Ebbene sì, esiste una enciclopedia dedicata alla pizza. 1.708 pagine, 1.000 ricette, 800 assaggi, 500 esperimenti. 250 locali visitati in 160 mila chilometri percorsi dall’Italia a Tokyo. Questa è l’impresa di uno scienziato americano che in tre volumoni analizza la pizza.
Stiamo parlando di Modernist Pizza. Tre volumi da enciclopedia dedicata alla pizza. Questa impresa è stata condotta da Francisco Migoya e soprattutto da Nathan Myhrvold. Chef, fotografo, scienziato, possiede un Master in Fisica spaziale. Che come se non bastasse tra i suoi campi di studio annovera la paleontologia e il bioterrorismo.
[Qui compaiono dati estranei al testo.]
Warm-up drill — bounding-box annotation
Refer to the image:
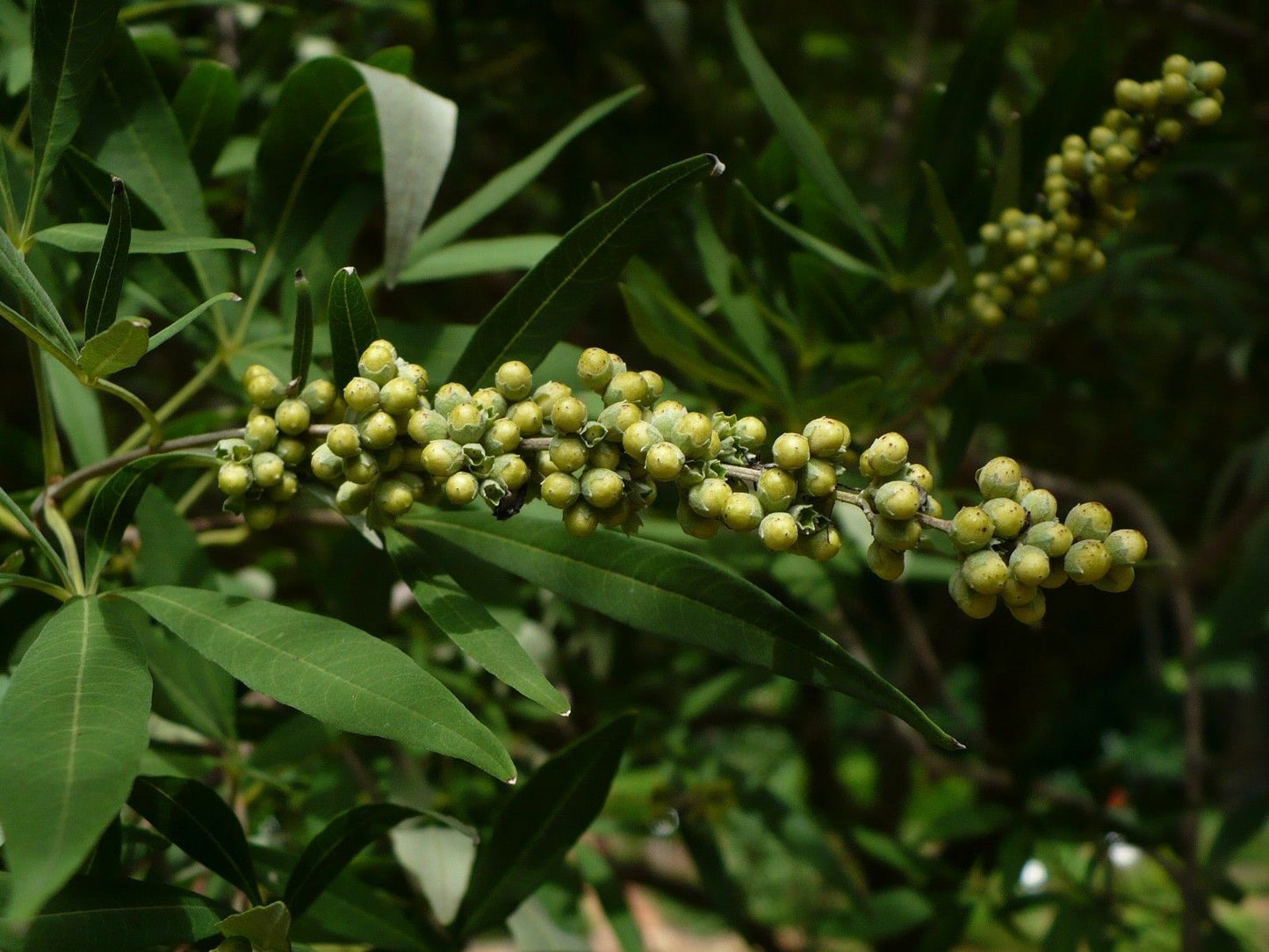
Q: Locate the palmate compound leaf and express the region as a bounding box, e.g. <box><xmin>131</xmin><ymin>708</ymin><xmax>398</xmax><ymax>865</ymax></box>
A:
<box><xmin>120</xmin><ymin>585</ymin><xmax>516</xmax><ymax>781</ymax></box>
<box><xmin>401</xmin><ymin>509</ymin><xmax>962</xmax><ymax>750</ymax></box>
<box><xmin>0</xmin><ymin>596</ymin><xmax>151</xmax><ymax>921</ymax></box>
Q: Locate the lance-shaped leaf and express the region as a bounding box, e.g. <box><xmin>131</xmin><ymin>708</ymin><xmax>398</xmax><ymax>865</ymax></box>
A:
<box><xmin>454</xmin><ymin>713</ymin><xmax>635</xmax><ymax>935</ymax></box>
<box><xmin>453</xmin><ymin>155</ymin><xmax>724</xmax><ymax>385</ymax></box>
<box><xmin>0</xmin><ymin>596</ymin><xmax>150</xmax><ymax>921</ymax></box>
<box><xmin>401</xmin><ymin>510</ymin><xmax>961</xmax><ymax>750</ymax></box>
<box><xmin>354</xmin><ymin>63</ymin><xmax>458</xmax><ymax>288</ymax></box>
<box><xmin>120</xmin><ymin>585</ymin><xmax>516</xmax><ymax>781</ymax></box>
<box><xmin>326</xmin><ymin>268</ymin><xmax>379</xmax><ymax>388</ymax></box>
<box><xmin>83</xmin><ymin>179</ymin><xmax>130</xmax><ymax>340</ymax></box>
<box><xmin>31</xmin><ymin>0</ymin><xmax>119</xmax><ymax>202</ymax></box>
<box><xmin>79</xmin><ymin>317</ymin><xmax>150</xmax><ymax>379</ymax></box>
<box><xmin>282</xmin><ymin>804</ymin><xmax>471</xmax><ymax>919</ymax></box>
<box><xmin>385</xmin><ymin>530</ymin><xmax>570</xmax><ymax>715</ymax></box>
<box><xmin>0</xmin><ymin>873</ymin><xmax>230</xmax><ymax>952</ymax></box>
<box><xmin>128</xmin><ymin>777</ymin><xmax>262</xmax><ymax>905</ymax></box>
<box><xmin>291</xmin><ymin>270</ymin><xmax>314</xmax><ymax>393</ymax></box>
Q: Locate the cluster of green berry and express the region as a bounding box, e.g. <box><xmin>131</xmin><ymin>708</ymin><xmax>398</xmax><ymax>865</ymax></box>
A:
<box><xmin>970</xmin><ymin>56</ymin><xmax>1224</xmax><ymax>325</ymax></box>
<box><xmin>948</xmin><ymin>456</ymin><xmax>1146</xmax><ymax>624</ymax></box>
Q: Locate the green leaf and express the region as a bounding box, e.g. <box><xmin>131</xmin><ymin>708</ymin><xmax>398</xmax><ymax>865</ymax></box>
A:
<box><xmin>453</xmin><ymin>155</ymin><xmax>722</xmax><ymax>385</ymax></box>
<box><xmin>146</xmin><ymin>291</ymin><xmax>242</xmax><ymax>353</ymax></box>
<box><xmin>727</xmin><ymin>3</ymin><xmax>890</xmax><ymax>269</ymax></box>
<box><xmin>0</xmin><ymin>228</ymin><xmax>79</xmax><ymax>363</ymax></box>
<box><xmin>79</xmin><ymin>317</ymin><xmax>150</xmax><ymax>379</ymax></box>
<box><xmin>128</xmin><ymin>777</ymin><xmax>263</xmax><ymax>905</ymax></box>
<box><xmin>34</xmin><ymin>222</ymin><xmax>255</xmax><ymax>256</ymax></box>
<box><xmin>385</xmin><ymin>530</ymin><xmax>570</xmax><ymax>715</ymax></box>
<box><xmin>83</xmin><ymin>452</ymin><xmax>200</xmax><ymax>589</ymax></box>
<box><xmin>736</xmin><ymin>183</ymin><xmax>884</xmax><ymax>280</ymax></box>
<box><xmin>82</xmin><ymin>179</ymin><xmax>132</xmax><ymax>339</ymax></box>
<box><xmin>0</xmin><ymin>873</ymin><xmax>230</xmax><ymax>952</ymax></box>
<box><xmin>401</xmin><ymin>510</ymin><xmax>961</xmax><ymax>750</ymax></box>
<box><xmin>456</xmin><ymin>713</ymin><xmax>635</xmax><ymax>935</ymax></box>
<box><xmin>123</xmin><ymin>585</ymin><xmax>516</xmax><ymax>781</ymax></box>
<box><xmin>282</xmin><ymin>804</ymin><xmax>420</xmax><ymax>919</ymax></box>
<box><xmin>28</xmin><ymin>0</ymin><xmax>119</xmax><ymax>210</ymax></box>
<box><xmin>354</xmin><ymin>63</ymin><xmax>458</xmax><ymax>288</ymax></box>
<box><xmin>0</xmin><ymin>598</ymin><xmax>150</xmax><ymax>921</ymax></box>
<box><xmin>411</xmin><ymin>86</ymin><xmax>644</xmax><ymax>258</ymax></box>
<box><xmin>171</xmin><ymin>60</ymin><xmax>242</xmax><ymax>177</ymax></box>
<box><xmin>921</xmin><ymin>162</ymin><xmax>973</xmax><ymax>296</ymax></box>
<box><xmin>397</xmin><ymin>234</ymin><xmax>559</xmax><ymax>285</ymax></box>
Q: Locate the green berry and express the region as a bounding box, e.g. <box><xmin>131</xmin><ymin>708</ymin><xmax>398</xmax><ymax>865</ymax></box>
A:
<box><xmin>494</xmin><ymin>360</ymin><xmax>533</xmax><ymax>404</ymax></box>
<box><xmin>1062</xmin><ymin>538</ymin><xmax>1110</xmax><ymax>585</ymax></box>
<box><xmin>873</xmin><ymin>480</ymin><xmax>921</xmax><ymax>519</ymax></box>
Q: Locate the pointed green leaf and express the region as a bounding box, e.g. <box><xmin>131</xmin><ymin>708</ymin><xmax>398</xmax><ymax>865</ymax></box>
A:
<box><xmin>385</xmin><ymin>530</ymin><xmax>570</xmax><ymax>715</ymax></box>
<box><xmin>0</xmin><ymin>873</ymin><xmax>230</xmax><ymax>952</ymax></box>
<box><xmin>411</xmin><ymin>86</ymin><xmax>644</xmax><ymax>255</ymax></box>
<box><xmin>453</xmin><ymin>155</ymin><xmax>722</xmax><ymax>385</ymax></box>
<box><xmin>727</xmin><ymin>3</ymin><xmax>890</xmax><ymax>268</ymax></box>
<box><xmin>456</xmin><ymin>713</ymin><xmax>635</xmax><ymax>935</ymax></box>
<box><xmin>123</xmin><ymin>585</ymin><xmax>516</xmax><ymax>779</ymax></box>
<box><xmin>83</xmin><ymin>179</ymin><xmax>132</xmax><ymax>339</ymax></box>
<box><xmin>29</xmin><ymin>0</ymin><xmax>119</xmax><ymax>208</ymax></box>
<box><xmin>128</xmin><ymin>777</ymin><xmax>263</xmax><ymax>905</ymax></box>
<box><xmin>401</xmin><ymin>510</ymin><xmax>961</xmax><ymax>750</ymax></box>
<box><xmin>291</xmin><ymin>271</ymin><xmax>314</xmax><ymax>393</ymax></box>
<box><xmin>354</xmin><ymin>63</ymin><xmax>458</xmax><ymax>288</ymax></box>
<box><xmin>79</xmin><ymin>317</ymin><xmax>150</xmax><ymax>379</ymax></box>
<box><xmin>326</xmin><ymin>268</ymin><xmax>379</xmax><ymax>388</ymax></box>
<box><xmin>0</xmin><ymin>598</ymin><xmax>150</xmax><ymax>921</ymax></box>
<box><xmin>171</xmin><ymin>60</ymin><xmax>242</xmax><ymax>177</ymax></box>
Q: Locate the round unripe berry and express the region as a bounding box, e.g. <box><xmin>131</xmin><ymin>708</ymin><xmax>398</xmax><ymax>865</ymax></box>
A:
<box><xmin>422</xmin><ymin>439</ymin><xmax>467</xmax><ymax>479</ymax></box>
<box><xmin>873</xmin><ymin>480</ymin><xmax>921</xmax><ymax>519</ymax></box>
<box><xmin>581</xmin><ymin>470</ymin><xmax>625</xmax><ymax>509</ymax></box>
<box><xmin>755</xmin><ymin>467</ymin><xmax>798</xmax><ymax>513</ymax></box>
<box><xmin>644</xmin><ymin>441</ymin><xmax>687</xmax><ymax>482</ymax></box>
<box><xmin>948</xmin><ymin>505</ymin><xmax>996</xmax><ymax>552</ymax></box>
<box><xmin>242</xmin><ymin>414</ymin><xmax>278</xmax><ymax>453</ymax></box>
<box><xmin>335</xmin><ymin>482</ymin><xmax>374</xmax><ymax>516</ymax></box>
<box><xmin>688</xmin><ymin>477</ymin><xmax>731</xmax><ymax>519</ymax></box>
<box><xmin>564</xmin><ymin>502</ymin><xmax>599</xmax><ymax>538</ymax></box>
<box><xmin>481</xmin><ymin>416</ymin><xmax>520</xmax><ymax>456</ymax></box>
<box><xmin>577</xmin><ymin>347</ymin><xmax>614</xmax><ymax>393</ymax></box>
<box><xmin>722</xmin><ymin>493</ymin><xmax>762</xmax><ymax>532</ymax></box>
<box><xmin>732</xmin><ymin>416</ymin><xmax>767</xmax><ymax>452</ymax></box>
<box><xmin>374</xmin><ymin>476</ymin><xmax>415</xmax><ymax>518</ymax></box>
<box><xmin>216</xmin><ymin>464</ymin><xmax>251</xmax><ymax>496</ymax></box>
<box><xmin>982</xmin><ymin>499</ymin><xmax>1027</xmax><ymax>538</ymax></box>
<box><xmin>379</xmin><ymin>377</ymin><xmax>419</xmax><ymax>415</ymax></box>
<box><xmin>1066</xmin><ymin>502</ymin><xmax>1114</xmax><ymax>541</ymax></box>
<box><xmin>542</xmin><ymin>472</ymin><xmax>581</xmax><ymax>509</ymax></box>
<box><xmin>864</xmin><ymin>539</ymin><xmax>905</xmax><ymax>581</ymax></box>
<box><xmin>406</xmin><ymin>410</ymin><xmax>450</xmax><ymax>447</ymax></box>
<box><xmin>1018</xmin><ymin>488</ymin><xmax>1057</xmax><ymax>525</ymax></box>
<box><xmin>758</xmin><ymin>513</ymin><xmax>798</xmax><ymax>552</ymax></box>
<box><xmin>798</xmin><ymin>459</ymin><xmax>838</xmax><ymax>499</ymax></box>
<box><xmin>445</xmin><ymin>404</ymin><xmax>486</xmax><ymax>443</ymax></box>
<box><xmin>961</xmin><ymin>548</ymin><xmax>1009</xmax><ymax>595</ymax></box>
<box><xmin>1101</xmin><ymin>530</ymin><xmax>1146</xmax><ymax>565</ymax></box>
<box><xmin>444</xmin><ymin>470</ymin><xmax>479</xmax><ymax>505</ymax></box>
<box><xmin>948</xmin><ymin>573</ymin><xmax>996</xmax><ymax>621</ymax></box>
<box><xmin>1009</xmin><ymin>545</ymin><xmax>1049</xmax><ymax>588</ymax></box>
<box><xmin>494</xmin><ymin>360</ymin><xmax>533</xmax><ymax>404</ymax></box>
<box><xmin>975</xmin><ymin>456</ymin><xmax>1023</xmax><ymax>499</ymax></box>
<box><xmin>772</xmin><ymin>433</ymin><xmax>811</xmax><ymax>470</ymax></box>
<box><xmin>873</xmin><ymin>516</ymin><xmax>921</xmax><ymax>552</ymax></box>
<box><xmin>604</xmin><ymin>371</ymin><xmax>648</xmax><ymax>405</ymax></box>
<box><xmin>1062</xmin><ymin>538</ymin><xmax>1110</xmax><ymax>585</ymax></box>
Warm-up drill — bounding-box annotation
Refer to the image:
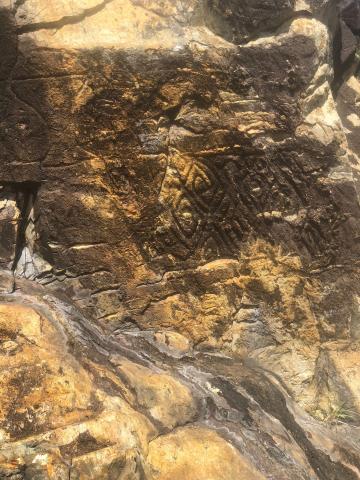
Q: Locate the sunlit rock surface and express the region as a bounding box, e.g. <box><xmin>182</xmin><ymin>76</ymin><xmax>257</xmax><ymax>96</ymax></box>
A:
<box><xmin>0</xmin><ymin>0</ymin><xmax>360</xmax><ymax>480</ymax></box>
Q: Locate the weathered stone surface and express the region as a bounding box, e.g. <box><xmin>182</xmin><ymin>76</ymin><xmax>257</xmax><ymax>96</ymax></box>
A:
<box><xmin>0</xmin><ymin>0</ymin><xmax>360</xmax><ymax>480</ymax></box>
<box><xmin>0</xmin><ymin>281</ymin><xmax>360</xmax><ymax>480</ymax></box>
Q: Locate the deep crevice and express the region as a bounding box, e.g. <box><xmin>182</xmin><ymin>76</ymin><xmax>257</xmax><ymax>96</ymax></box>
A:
<box><xmin>4</xmin><ymin>182</ymin><xmax>40</xmax><ymax>272</ymax></box>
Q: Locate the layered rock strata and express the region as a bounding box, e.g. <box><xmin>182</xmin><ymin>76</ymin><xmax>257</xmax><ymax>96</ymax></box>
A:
<box><xmin>0</xmin><ymin>0</ymin><xmax>360</xmax><ymax>479</ymax></box>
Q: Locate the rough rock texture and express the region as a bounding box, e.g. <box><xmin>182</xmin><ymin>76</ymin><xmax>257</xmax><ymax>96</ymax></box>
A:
<box><xmin>0</xmin><ymin>0</ymin><xmax>360</xmax><ymax>480</ymax></box>
<box><xmin>0</xmin><ymin>280</ymin><xmax>360</xmax><ymax>480</ymax></box>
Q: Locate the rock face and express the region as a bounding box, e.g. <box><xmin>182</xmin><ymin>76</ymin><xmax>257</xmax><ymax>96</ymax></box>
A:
<box><xmin>0</xmin><ymin>0</ymin><xmax>360</xmax><ymax>480</ymax></box>
<box><xmin>0</xmin><ymin>274</ymin><xmax>360</xmax><ymax>480</ymax></box>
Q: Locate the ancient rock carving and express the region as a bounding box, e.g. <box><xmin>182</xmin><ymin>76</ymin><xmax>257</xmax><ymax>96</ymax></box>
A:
<box><xmin>0</xmin><ymin>0</ymin><xmax>360</xmax><ymax>480</ymax></box>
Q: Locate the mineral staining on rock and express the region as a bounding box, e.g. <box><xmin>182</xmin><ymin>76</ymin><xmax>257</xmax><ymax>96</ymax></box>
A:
<box><xmin>0</xmin><ymin>0</ymin><xmax>360</xmax><ymax>480</ymax></box>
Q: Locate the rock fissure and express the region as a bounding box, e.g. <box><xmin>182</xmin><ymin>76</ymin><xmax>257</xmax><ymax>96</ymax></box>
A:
<box><xmin>16</xmin><ymin>0</ymin><xmax>114</xmax><ymax>35</ymax></box>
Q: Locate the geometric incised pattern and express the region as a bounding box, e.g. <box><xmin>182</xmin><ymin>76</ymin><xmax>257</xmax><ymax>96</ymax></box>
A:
<box><xmin>153</xmin><ymin>147</ymin><xmax>340</xmax><ymax>262</ymax></box>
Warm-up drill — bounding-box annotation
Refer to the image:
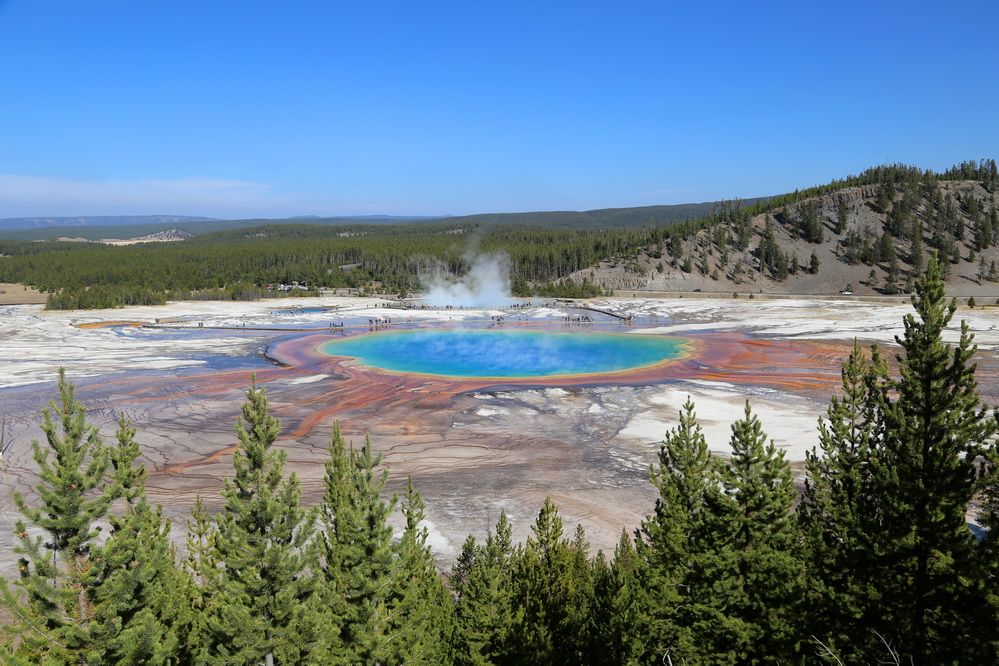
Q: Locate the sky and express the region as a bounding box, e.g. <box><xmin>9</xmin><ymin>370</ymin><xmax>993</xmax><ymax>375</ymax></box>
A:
<box><xmin>0</xmin><ymin>0</ymin><xmax>999</xmax><ymax>218</ymax></box>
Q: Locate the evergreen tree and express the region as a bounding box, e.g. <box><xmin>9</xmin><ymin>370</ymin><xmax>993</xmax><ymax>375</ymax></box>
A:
<box><xmin>808</xmin><ymin>250</ymin><xmax>819</xmax><ymax>275</ymax></box>
<box><xmin>380</xmin><ymin>479</ymin><xmax>454</xmax><ymax>664</ymax></box>
<box><xmin>513</xmin><ymin>497</ymin><xmax>591</xmax><ymax>665</ymax></box>
<box><xmin>591</xmin><ymin>530</ymin><xmax>652</xmax><ymax>666</ymax></box>
<box><xmin>313</xmin><ymin>424</ymin><xmax>396</xmax><ymax>664</ymax></box>
<box><xmin>836</xmin><ymin>197</ymin><xmax>847</xmax><ymax>234</ymax></box>
<box><xmin>710</xmin><ymin>401</ymin><xmax>804</xmax><ymax>664</ymax></box>
<box><xmin>201</xmin><ymin>386</ymin><xmax>315</xmax><ymax>664</ymax></box>
<box><xmin>796</xmin><ymin>344</ymin><xmax>888</xmax><ymax>654</ymax></box>
<box><xmin>872</xmin><ymin>257</ymin><xmax>996</xmax><ymax>664</ymax></box>
<box><xmin>85</xmin><ymin>416</ymin><xmax>187</xmax><ymax>665</ymax></box>
<box><xmin>0</xmin><ymin>370</ymin><xmax>122</xmax><ymax>663</ymax></box>
<box><xmin>636</xmin><ymin>398</ymin><xmax>724</xmax><ymax>663</ymax></box>
<box><xmin>453</xmin><ymin>513</ymin><xmax>516</xmax><ymax>666</ymax></box>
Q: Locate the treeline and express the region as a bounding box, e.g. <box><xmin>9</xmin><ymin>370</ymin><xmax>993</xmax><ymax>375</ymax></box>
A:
<box><xmin>650</xmin><ymin>160</ymin><xmax>999</xmax><ymax>294</ymax></box>
<box><xmin>0</xmin><ymin>225</ymin><xmax>662</xmax><ymax>309</ymax></box>
<box><xmin>0</xmin><ymin>259</ymin><xmax>999</xmax><ymax>665</ymax></box>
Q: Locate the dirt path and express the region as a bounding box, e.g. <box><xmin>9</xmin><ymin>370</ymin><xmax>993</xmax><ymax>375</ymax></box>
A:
<box><xmin>0</xmin><ymin>282</ymin><xmax>45</xmax><ymax>305</ymax></box>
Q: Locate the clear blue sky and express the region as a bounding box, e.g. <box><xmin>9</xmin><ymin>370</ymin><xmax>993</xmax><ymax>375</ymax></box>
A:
<box><xmin>0</xmin><ymin>0</ymin><xmax>999</xmax><ymax>217</ymax></box>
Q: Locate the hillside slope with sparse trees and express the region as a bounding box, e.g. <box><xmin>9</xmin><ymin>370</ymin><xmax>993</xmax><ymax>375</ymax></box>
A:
<box><xmin>570</xmin><ymin>160</ymin><xmax>999</xmax><ymax>295</ymax></box>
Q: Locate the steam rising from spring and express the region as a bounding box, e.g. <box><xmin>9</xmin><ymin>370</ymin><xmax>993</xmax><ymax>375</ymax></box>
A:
<box><xmin>423</xmin><ymin>252</ymin><xmax>513</xmax><ymax>307</ymax></box>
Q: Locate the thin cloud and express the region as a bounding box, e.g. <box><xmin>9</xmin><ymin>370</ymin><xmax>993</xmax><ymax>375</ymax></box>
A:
<box><xmin>0</xmin><ymin>174</ymin><xmax>368</xmax><ymax>217</ymax></box>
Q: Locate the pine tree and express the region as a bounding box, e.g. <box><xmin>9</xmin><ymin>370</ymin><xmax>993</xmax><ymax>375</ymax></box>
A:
<box><xmin>380</xmin><ymin>478</ymin><xmax>454</xmax><ymax>664</ymax></box>
<box><xmin>796</xmin><ymin>344</ymin><xmax>888</xmax><ymax>654</ymax></box>
<box><xmin>590</xmin><ymin>531</ymin><xmax>650</xmax><ymax>666</ymax></box>
<box><xmin>513</xmin><ymin>497</ymin><xmax>590</xmax><ymax>664</ymax></box>
<box><xmin>313</xmin><ymin>424</ymin><xmax>396</xmax><ymax>664</ymax></box>
<box><xmin>85</xmin><ymin>416</ymin><xmax>186</xmax><ymax>665</ymax></box>
<box><xmin>0</xmin><ymin>370</ymin><xmax>121</xmax><ymax>663</ymax></box>
<box><xmin>201</xmin><ymin>386</ymin><xmax>315</xmax><ymax>664</ymax></box>
<box><xmin>872</xmin><ymin>257</ymin><xmax>996</xmax><ymax>663</ymax></box>
<box><xmin>453</xmin><ymin>513</ymin><xmax>516</xmax><ymax>666</ymax></box>
<box><xmin>711</xmin><ymin>401</ymin><xmax>804</xmax><ymax>663</ymax></box>
<box><xmin>626</xmin><ymin>398</ymin><xmax>720</xmax><ymax>663</ymax></box>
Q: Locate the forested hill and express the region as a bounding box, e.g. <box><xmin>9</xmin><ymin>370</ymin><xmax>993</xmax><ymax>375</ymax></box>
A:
<box><xmin>0</xmin><ymin>160</ymin><xmax>999</xmax><ymax>308</ymax></box>
<box><xmin>0</xmin><ymin>199</ymin><xmax>763</xmax><ymax>240</ymax></box>
<box><xmin>571</xmin><ymin>160</ymin><xmax>999</xmax><ymax>295</ymax></box>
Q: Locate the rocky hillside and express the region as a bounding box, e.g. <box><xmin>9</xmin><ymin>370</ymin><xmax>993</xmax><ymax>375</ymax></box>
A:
<box><xmin>571</xmin><ymin>162</ymin><xmax>999</xmax><ymax>296</ymax></box>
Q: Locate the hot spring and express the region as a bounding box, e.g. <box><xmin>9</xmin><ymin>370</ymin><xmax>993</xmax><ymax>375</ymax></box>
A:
<box><xmin>320</xmin><ymin>328</ymin><xmax>686</xmax><ymax>378</ymax></box>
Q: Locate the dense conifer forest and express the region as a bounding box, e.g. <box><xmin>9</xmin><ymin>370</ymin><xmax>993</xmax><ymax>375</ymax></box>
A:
<box><xmin>0</xmin><ymin>160</ymin><xmax>999</xmax><ymax>309</ymax></box>
<box><xmin>0</xmin><ymin>254</ymin><xmax>999</xmax><ymax>665</ymax></box>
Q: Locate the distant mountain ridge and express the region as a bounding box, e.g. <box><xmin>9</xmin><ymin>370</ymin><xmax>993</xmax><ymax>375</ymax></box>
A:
<box><xmin>0</xmin><ymin>197</ymin><xmax>769</xmax><ymax>240</ymax></box>
<box><xmin>0</xmin><ymin>215</ymin><xmax>218</xmax><ymax>231</ymax></box>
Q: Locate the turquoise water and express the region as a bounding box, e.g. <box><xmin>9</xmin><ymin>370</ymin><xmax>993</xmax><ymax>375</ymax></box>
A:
<box><xmin>321</xmin><ymin>328</ymin><xmax>684</xmax><ymax>377</ymax></box>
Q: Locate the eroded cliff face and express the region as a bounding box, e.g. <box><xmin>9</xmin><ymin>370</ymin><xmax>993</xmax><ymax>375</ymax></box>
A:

La passione di Nathan per la pizza nasce a Santa Monica, in California. C’era una sede di Shakey’s Pizza Parlor: una pizzeria con la cucina a vista. Da bambino restava lì, ipnotizzato, a guardare come lavoravano i pizzaioli.
In Modernist Pizza si parte dalla storia. E l’evoluzione della pizza è la storia della conquista dell’egemonia italiana nello street food mondiale. Il via, ovviamente, nelle cucine di Napoli.
La pizza arriva a New York, Boston, Detroit, fino alla California. Va in Sud America e poi nei Paesi dell’Europa settentrionale. È qui che il canone partenopeo viene modificato. E viene diluito, diventa una superfice su cui si innestano le tradizioni culinarie di ogni regione del mondo.
Myhrvold riconosce che tra i pizzaioli la tensione tra tradizione e innovazione è costante. Ma c’è da sottolineare una cosa: l’enorme preparazione tecnica che anno dopo anno accompagna le evoluzioni della pizza.
E alla tecnica, appunto, è dedicato il secondo volume dell’enciclopedia. Ci si sofferma soprattutto sugli aspetti formali che consentono di classificare le varie tipologie di pizza. Prima di ogni cosa, la composizione della mollica. Ovvero ciò che ne determina l’altezza. E poi il rapporto tra i condimenti, i tipi di cornicione, le farine. Capitolo essenziale è quello dedicato ai “parenti stretti della pizza”. Con rigore fenomenologico la pinsa romana viene, per esempio, espulsa dalla famiglia, sia nella sua versione rossa che in quella bianca. Il motivo? Trattasi di focaccia, e si è detto tutto.
Poi si passa al lessico della pizza e paese che vai calzone, ripieno, pizza fritta che trovi. Fondamentali gli strumenti. Se quello a legna è il tempio, la secolarizzazione ci ha portato ogni tipo di forno elettrico. Ancora: lievitazioni, tipi di impasti, tempi, preparazioni con glutine e senza, condimenti. Mozzarella e derivati: dove, come e quando. E poi vademecum per ogni tipo di salsa, da quella canonica all’emulsione a bassa temperatura fino all’eresia sfrontata delle salse alla frutta. Ogni passaggio accuratamente descritto e debitamente fotografato.
Infine il terzo volume, dedicato alle ricette. Ma qui si entra nella libertà d’opinione. Ma che consente anche di far notare, con sobrietà, che la pizza bassa brasiliana con gamberi e cuori di palma. o che la napoletana con mascarpone e mozzarella al carbone. o che la pizza pixelata con paccheri al pesto di pistacchi, saranno certamente scenografiche ma difficilmente supererebbero il principio di verificazione di Forcella.
Un enciclopedia che ti lascia la voglia di provare la vera pizza napoletana, ora a rigore scientifico.